Sous l’égide de la Direction Générale de la Santé et de la Direction des Hôpitaux et de l’Organisation des soins, Ministère de la Santé, de la Jeunesse, des Sports et de la Vie Associative

Correspondance : Pr. Bruno Riou, Service d’Accueil des Urgences, GH Pitié-Salpêtrière, Université Pierre et Marie Curie-Paris 6, 47-83 Boulevard de l’Hôpital, 75651 Paris Cedex 13, France. Email : bruno.riou@psl.aphp.fr

 Introduction :

Environ 50 000 arrêts cardiaques (AC) surviennent chaque année en France et la survie des patients qui en sont victimes reste faible, de l’ordre de 3-5 %. La réanimation cardiopulmonaire (RCP) qui rassemble l’ensemble des méthodes thérapeutiques proposées devant un AC, fait l’objet de recommandations nationales, européennes, et internationales régulièrement mises à jour.1-3 L’assistance circulatoire a été proposée au cours de la RCP des AC réfractaires dès 1976.4 Toutefois, son utilisation dans cette indication est restée longtemps limitée aux AC hypothermiques et aux AC survenant dans le contexte de la chirurgie cardiothoracique.
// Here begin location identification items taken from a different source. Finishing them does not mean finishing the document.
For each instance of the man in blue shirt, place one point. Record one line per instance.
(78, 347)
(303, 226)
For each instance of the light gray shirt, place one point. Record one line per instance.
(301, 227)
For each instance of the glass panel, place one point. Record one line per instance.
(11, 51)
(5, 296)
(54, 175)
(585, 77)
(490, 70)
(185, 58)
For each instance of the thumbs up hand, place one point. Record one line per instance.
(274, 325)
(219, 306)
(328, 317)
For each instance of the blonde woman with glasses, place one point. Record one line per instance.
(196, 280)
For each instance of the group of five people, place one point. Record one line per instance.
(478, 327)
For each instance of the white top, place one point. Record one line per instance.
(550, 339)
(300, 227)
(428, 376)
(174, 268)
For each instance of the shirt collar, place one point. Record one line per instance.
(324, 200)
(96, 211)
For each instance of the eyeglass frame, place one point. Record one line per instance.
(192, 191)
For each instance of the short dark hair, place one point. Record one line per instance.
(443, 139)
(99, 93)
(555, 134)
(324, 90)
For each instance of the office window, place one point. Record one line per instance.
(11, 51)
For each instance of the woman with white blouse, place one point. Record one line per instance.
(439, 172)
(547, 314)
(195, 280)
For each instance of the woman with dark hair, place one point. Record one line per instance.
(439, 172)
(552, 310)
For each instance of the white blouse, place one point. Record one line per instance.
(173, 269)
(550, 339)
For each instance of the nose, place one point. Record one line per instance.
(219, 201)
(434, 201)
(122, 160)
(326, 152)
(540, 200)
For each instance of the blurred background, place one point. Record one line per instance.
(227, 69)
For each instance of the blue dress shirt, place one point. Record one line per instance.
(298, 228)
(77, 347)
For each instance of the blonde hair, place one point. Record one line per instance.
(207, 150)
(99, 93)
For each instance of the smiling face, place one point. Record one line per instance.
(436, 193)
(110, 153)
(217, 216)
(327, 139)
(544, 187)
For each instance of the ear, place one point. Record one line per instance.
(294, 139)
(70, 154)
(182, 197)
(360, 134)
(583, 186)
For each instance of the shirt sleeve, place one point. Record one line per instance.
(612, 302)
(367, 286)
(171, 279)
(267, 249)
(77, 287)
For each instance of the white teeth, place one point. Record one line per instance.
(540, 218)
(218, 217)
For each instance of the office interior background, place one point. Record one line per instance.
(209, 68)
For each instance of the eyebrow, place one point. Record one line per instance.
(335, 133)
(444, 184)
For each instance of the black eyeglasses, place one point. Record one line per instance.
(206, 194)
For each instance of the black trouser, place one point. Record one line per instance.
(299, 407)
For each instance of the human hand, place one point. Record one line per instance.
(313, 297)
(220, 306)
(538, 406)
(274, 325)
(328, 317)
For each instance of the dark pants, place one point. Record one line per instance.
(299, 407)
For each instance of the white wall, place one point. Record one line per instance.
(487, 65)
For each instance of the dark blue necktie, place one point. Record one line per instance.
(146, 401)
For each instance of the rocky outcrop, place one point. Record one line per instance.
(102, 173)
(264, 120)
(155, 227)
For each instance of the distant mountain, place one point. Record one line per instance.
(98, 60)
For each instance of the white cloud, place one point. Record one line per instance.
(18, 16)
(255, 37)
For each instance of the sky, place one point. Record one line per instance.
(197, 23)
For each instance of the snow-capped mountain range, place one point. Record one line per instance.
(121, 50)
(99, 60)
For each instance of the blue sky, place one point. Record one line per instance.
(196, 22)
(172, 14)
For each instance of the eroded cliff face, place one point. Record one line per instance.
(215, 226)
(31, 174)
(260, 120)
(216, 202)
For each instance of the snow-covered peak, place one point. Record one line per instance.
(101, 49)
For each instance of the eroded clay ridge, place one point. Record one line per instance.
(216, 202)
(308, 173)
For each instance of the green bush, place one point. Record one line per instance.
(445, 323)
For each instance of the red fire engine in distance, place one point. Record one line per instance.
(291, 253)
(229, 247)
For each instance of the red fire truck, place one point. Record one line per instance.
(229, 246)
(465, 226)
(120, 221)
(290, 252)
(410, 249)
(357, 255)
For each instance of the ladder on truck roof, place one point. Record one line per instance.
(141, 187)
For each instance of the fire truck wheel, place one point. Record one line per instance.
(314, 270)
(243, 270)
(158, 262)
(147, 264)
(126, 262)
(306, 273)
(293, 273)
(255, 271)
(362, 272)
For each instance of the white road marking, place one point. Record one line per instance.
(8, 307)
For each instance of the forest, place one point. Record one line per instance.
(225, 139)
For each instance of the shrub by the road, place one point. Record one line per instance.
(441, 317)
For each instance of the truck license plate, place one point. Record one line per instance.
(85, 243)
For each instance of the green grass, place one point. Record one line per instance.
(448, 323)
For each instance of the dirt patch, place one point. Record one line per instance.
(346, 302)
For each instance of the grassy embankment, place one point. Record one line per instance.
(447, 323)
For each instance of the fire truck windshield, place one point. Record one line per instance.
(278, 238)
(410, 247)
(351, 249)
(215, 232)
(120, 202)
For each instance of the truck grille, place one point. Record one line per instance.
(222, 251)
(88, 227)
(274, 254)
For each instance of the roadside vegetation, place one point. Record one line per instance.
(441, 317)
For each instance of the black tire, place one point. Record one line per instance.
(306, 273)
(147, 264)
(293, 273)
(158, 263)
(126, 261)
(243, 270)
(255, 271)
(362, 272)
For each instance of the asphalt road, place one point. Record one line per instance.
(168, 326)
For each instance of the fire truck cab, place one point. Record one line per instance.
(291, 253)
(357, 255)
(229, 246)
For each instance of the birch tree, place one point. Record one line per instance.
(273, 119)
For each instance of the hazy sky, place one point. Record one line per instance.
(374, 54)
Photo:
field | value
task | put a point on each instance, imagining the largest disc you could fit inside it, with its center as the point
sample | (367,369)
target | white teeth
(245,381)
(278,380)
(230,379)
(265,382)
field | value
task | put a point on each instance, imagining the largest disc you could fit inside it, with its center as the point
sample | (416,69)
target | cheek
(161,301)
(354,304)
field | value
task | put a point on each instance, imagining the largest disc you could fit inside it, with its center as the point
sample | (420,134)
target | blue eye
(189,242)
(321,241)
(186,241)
En effet, des essais cliniques peu encourageants sur l’amélioration du pronostic avaient été initialement rapportés.5,6 La simplification et la miniaturisation des techniques d’assistance circulatoire ont permis une utilisation de celle-ci de plus en plus fréquente, notamment dans certains services de chirurgie cardiothoracique et de réanimation. Très récemment, des résultats intéressants ont été publiés par différentes équipes en France et à Taiwan, sur des cohortes monocentriques rétrospectives et prospectives. Il s’agit surtout d’AC d’origine toxique ou cardiaque, survenant essentiellement en intrahospitalier.7-9 Dans ces populations très sélectionnées, des survies sans séquelle neurologique importante ont été rapportées dans 20 à 30 % des cas. 7-9 Toutefois, les données préliminaires de l’assistance circulatoire pour les AC pré-hospitaliers en France sont décevantes avec moins de 1% de survie.10 Il faut souligner les délais de mise en place de l’assistance circulatoire pour un AC préhospitalier actuellement beaucoup plus longs que ceux rapportés par les études retrouvant une amélioration de survie des AC intra-hospitaliers. Ces résultats amènent logiquement les médecins confrontés à la RCP des AC, à se poser des questions sur les indications et contreindications potentielles de cette technique d’exception, en particulier leur extension aux AC préhospitaliers, et les autorités de santé à se poser des questions sur la place de ces techniques coûteuses tant sur le plan des ressources financières que des ressources humaines. Plusieurs craintes sous-jacentes à ces questions méritent d’être soulignées :
- 1) la crainte qu’un développement anarchique de l’assistance circulatoire dans l’AC pré-hospitalier ne soit finalement nuisible à son essor en raison de résultats très médiocres dans des indications mal choisies ;
- 2) la crainte de favoriser la survie de patients avec des séquelles neurologiques considérables, sources de souffrance pour ces patients et leurs proches (encore que l’évolution neurologique défavorable des cas rapportés se soit faite vers la mort encéphalique et non vers un état de coma chronique) ; 7-9
- 3) la crainte d’une inhomogénéité des critères retenus en France étant donnée l’absence actuelle de données solides de la science médicale sur les indications et contre-indications de cette techAniuqsusei. les sociétés savantes médicales françaises concernées par ce problème, sous l’égide de la Direction Générale de la Santé et de la Direction des Hôpitaux et de l’Organisation de la Santé, ont mandaté un groupe d’experts afin d’élaborer un texte de recommandations destiné aux médecins confrontés aux AC. Ce texte reflète un consensus d’experts issus de différentes disciplines médicales et chirurgicales à un moment donné et est tout particulièrement susceptible d’être modifié en fonction des avancées dans ce domaine particulièrement dynamique.

 Objectifs :

Proposer des indications et contre-indications de l’assistance circulatoire dans la réanimation des AC réfractaires intra et extra-hospitaliers. Le groupe d’experts est unanime pour souligner à ce stade qu’il ne s’agit que d’indications potentielles car il ne peut y avoir, pour l’instant, une injonction à pratiquer ce qui reste une thérapeutique d’exception dont on ne connaît pas actuellement le bénéfice et qui n’est pas disponible partout et à tout moment.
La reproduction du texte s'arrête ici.